Le 10 février 2020, le nouveau Statut d’organisation et de fonctionnement de l’Église orthodoxe roumaine (Église majoritaire d’appartenance des Roumains) a été publié dans le Moniteur officiel de (...)

Le 10 février 2020, le nouveau Statut d’organisation et de fonctionnement de l’Église orthodoxe roumaine (Église majoritaire d’appartenance des Roumains) a été publié dans le Moniteur officiel de Roumanie (première partie, n° 97/10.02.2020, p. 12-47). Il a auparavant été approuvé par le Secrétariat d’État aux cultes, structure du gouvernement de la Roumanie. Il s’agit de la plus récente modification de ce statut, qui n’avait pas été officiellement modifié depuis 12 ans. Les changements les plus importants incluent le resserrement des critères de présélection et d’éligibilité des candidats à la dignité de patriarche de Roumanie ; le renforcement de la discipline cléricale - en créant des organes centraux spécialisés pour le jugement et la sanction disciplinaires des évêques ; le renforcement du contrôle centralisé sur la presse ecclésiale et les ONG religieuses.

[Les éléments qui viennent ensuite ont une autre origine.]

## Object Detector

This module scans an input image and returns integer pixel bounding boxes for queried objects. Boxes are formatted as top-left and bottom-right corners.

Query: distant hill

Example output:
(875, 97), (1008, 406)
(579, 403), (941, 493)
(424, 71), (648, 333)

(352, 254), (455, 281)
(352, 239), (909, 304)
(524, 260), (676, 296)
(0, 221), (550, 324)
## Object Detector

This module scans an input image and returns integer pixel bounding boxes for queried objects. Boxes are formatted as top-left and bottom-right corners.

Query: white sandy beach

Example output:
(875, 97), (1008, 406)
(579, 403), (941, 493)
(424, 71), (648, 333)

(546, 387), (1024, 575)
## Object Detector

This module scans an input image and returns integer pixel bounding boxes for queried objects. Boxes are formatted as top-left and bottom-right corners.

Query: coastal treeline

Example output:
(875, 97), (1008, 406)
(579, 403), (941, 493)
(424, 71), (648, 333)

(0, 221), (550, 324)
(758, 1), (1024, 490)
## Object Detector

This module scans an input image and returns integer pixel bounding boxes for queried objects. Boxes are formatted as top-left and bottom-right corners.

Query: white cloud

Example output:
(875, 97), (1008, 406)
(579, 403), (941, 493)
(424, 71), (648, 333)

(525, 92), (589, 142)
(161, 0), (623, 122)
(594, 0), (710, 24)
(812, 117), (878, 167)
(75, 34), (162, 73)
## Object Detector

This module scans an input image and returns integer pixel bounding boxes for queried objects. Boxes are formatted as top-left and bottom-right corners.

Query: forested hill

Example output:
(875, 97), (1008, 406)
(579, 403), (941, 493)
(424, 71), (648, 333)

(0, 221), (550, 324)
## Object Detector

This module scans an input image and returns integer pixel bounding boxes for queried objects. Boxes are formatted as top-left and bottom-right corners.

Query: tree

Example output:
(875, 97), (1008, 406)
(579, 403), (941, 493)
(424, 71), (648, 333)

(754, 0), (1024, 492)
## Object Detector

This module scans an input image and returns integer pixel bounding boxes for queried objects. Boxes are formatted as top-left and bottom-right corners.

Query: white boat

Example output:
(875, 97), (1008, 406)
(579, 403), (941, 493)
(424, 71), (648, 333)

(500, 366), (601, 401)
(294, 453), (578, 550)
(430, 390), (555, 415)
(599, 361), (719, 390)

Le premier statut de l’Église orthodoxe roumaine (ÉOR) date de 1925, année où l’Église roumaine est devenue Patriarcat dans les frontières de la Grande Roumanie (1918). Ce statut a été modifié en 1949 sous les auspices du régime communiste et est resté en vigueur 59 ans, jusqu’en 2008, date à laquelle un troisième statut de l’ÉOR a été formulé conformément à la Loi des cultes de 2006, rédigée à son tour dans l’esprit des normes de l’Union européenne que la Roumanie rejoindra en 2007. Par conséquent, la dernière version du statut, celle de 2020, résulte de la quatrième modification de la constitution de l’ÉOR en 123 ans (en 1885, l’ÉOR a obtenu le statut d’Église autocéphale) et constitue une réponse de l’Église à son expérience de ces douze dernières années au contact d’une société plurielle, mobile et de plus en plus sécularisée.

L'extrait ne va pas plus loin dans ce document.